ねえ、これってテキストビューアとしては優秀じゃない?ってのがこの記事の主旨です。
編集もできるテキストビューアVim
さて、あなたの .bashrc にあるかどうかはわかりませんが
#alias dir='dir --color=auto'
このように # でコメントアウトされた dir を有効化、すなわちコメントを示す # を削除したい、とします。Windowsのコマンドプロンプトに馴染みすぎてたら使う人もいるかもしれないですからね。
検索するのは、最重要なので繰り返しますが、NORMALモードのままで
/#alias
とりあえずこうです。
Vim魔界の民からは「ここで正規表現の説明に移れよ」ほか多数の突っ込みが入りそうな気がしますけど、主旨はとりあえず意識低く使うのが目的なのでご容赦ください。
さてここで目的の文字列、具体的にいうなら「#alias」は、もしかしたら最初にヒットするかもしれません。nとNで探しても見付からないかもしれなません。
ここで見付からない場合「#alias」文字列はありません。そして「ありません」と断言できるのが、文字列検索の利点です。それこそWordやExcel、Chreome、メーラーでも、検索機能があって見付けられない場合は「ありません」と断言できます。
もちろん「# alias」とスペース混じりの文字列は当然あるかもしれませんね、その辺も抑えたい方は、後の補足を読んでください。
目的の場所「#alias」に到着したら、おもむろに x キーを押してください。
私もxがなんの略か知らないですが、バッテン付けるとでも思っておけばいいんじゃないでしょうか?
これで「検索文字列行頭の#」を一文字を消してくれます!
alias dir='dir --color=auto'
このように無事、設定ファイルの編集はできます。
ここで保存するかしないかは、はあなたにお任せします。
念のために「:wq」で「ファイルにwriteしてquitして」、「:q!」で「quitしろ!」です。
ちょっとだけ意識高めの人のために
コメントの後に含まれる空白を許したい、具体的には「# alias」なども含めたいなら
/#\s*alias
のように検索します。
ここで「\s」が「空白系文字タブ含む」、「*」が「0回以上の繰り返し」です。
コレ、0回以上の繰り返しなので、空白がなくてもヒットしますので、定型文として覚えちゃうのもアリでしょう。
これ以上、意識低いままでいたいなら Vim公式ドキュメント 簡単な検索を読んでください。
公式ドキュメントさえ抑えれば、どれほど意識低くても強者っぽい振る舞いができます!
なんといっても、中二病表現をするなら原典ですから。
個人的な見解として、正規表現はどいつもこいつも方言がキツいので、Vimに限らずハマりすぎに注意かなと。
変に懲りすぎない方がよさそうな印象があります。
行頭行末を活用しながら検索や置換を素直にできなければ、なんらか言語を使った方がいいかなって感覚です。
別に計算コストの特筆メリットはないと思います。
ここで、当記事の前言撤回です!
記事の冒頭で書いた「hjkl」で上下左右に移動する操作は、今すぐ思い出してください!

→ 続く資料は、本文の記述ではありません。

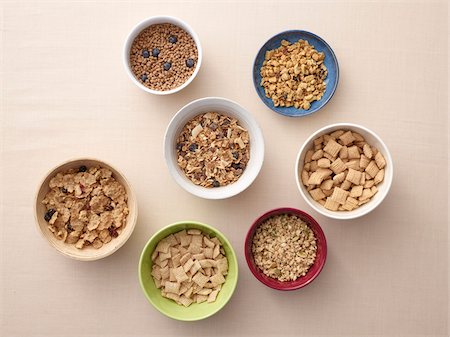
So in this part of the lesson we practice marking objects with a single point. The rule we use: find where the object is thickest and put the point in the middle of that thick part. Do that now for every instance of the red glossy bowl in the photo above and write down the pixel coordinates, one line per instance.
(315, 269)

そして「hjkl」の上下左右移動は、使える場所ならガンガン活用してください!
TweetDeckでも、マストドンWeb-UIでも、ブラウザ経由gmailでも上下移動はjとkです。
Googleドライブに至ってはhjkl全部使えますよ。
まったく、みんなほんとにHなJKへのLove過剰なんだから…
蛇足だけど、hは本当にhidariの略じゃないかと思うくらい有名どころのソフトに浸透してます。

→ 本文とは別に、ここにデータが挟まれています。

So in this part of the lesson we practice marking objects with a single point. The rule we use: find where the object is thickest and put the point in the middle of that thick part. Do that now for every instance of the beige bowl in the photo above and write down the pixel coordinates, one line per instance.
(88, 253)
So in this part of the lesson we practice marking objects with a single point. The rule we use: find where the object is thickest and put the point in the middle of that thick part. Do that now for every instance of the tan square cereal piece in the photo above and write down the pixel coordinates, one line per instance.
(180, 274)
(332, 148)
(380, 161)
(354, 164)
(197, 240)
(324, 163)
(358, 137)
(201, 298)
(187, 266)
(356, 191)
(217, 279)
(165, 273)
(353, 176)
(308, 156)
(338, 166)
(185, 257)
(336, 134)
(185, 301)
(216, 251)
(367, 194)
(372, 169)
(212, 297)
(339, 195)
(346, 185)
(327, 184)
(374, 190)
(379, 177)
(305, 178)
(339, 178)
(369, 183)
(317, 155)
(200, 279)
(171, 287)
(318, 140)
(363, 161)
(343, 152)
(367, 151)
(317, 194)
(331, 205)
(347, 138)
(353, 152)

たとえばCtrl+hでBackSpaceは、そこそこ由緒正しい操作の印象を受けます。
bashやvimは言うに及ばず、Windowsソフトでも秀丸エディタ、Visual Studio Code、日本語変換ATOKのATOKキーバインドあたりはCtrl+hでBackSpaceの動きをします。

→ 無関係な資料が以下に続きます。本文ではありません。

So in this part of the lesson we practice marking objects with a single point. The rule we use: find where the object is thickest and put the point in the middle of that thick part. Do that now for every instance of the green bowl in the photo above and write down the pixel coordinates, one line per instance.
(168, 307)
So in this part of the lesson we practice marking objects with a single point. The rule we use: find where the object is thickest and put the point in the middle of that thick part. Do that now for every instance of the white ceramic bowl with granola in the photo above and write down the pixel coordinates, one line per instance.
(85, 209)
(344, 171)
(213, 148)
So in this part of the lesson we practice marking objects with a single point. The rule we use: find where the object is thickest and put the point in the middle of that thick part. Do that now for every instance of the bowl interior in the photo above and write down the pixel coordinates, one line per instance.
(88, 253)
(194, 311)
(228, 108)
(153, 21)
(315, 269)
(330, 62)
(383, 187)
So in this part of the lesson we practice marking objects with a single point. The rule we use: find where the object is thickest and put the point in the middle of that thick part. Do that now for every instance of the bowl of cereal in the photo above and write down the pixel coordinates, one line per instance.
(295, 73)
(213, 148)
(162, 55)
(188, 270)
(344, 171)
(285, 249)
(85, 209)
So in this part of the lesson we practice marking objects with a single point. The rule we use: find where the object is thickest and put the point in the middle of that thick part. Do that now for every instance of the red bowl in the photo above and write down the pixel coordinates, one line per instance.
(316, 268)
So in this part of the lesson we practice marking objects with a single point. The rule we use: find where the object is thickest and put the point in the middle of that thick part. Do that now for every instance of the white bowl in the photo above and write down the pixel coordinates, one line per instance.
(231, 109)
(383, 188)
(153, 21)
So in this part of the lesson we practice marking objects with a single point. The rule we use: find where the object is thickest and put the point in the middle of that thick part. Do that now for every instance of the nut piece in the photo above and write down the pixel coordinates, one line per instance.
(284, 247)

個人的にはCtrl+hをBackSpace統一してほしいのですが、Chromeが「History」に割りあてていたり、他のソフトも使えない場所が多すぎて間違いなく発狂しますので、hjklへの敬愛をこめつつ、今は牙を研ぎましょう。
もちろん若いあなたが、明るい将来を作ると信じていますからね!なんて言葉は胡散臭い政治家っぽいな
さいごに
こういう内容、誰かQiitaに書いてそうで書かれてなかったので、わかる範囲で書きました。
ぶっちゃけ自分もVim初心者です。
我ながらこれは酷いと思ってますが、この記事は基本VS Code使って書いています!
まあ「意識低く」っての、どんどん流用してほしいです。
他の便利ソフトで似たような記事も充実するといいなぁって思っています。
理念とか理想は大切だけど、初学者にとって一番大切なのは「目の前にあるモノを使えるか否か」ですから。
特にEmacs関連は充実してほしいな…(チラッ)
参考文献
- 「まんがでわかるLinux シス管系女子」Piro著
シス管系女子は、自分電子書籍で買ってしまいましたが紙の本で買ったが融通がきくかもしれません。
Vimに限らずLinuxの入り口、取っ掛かりもわからない人には無条件でお勧めします。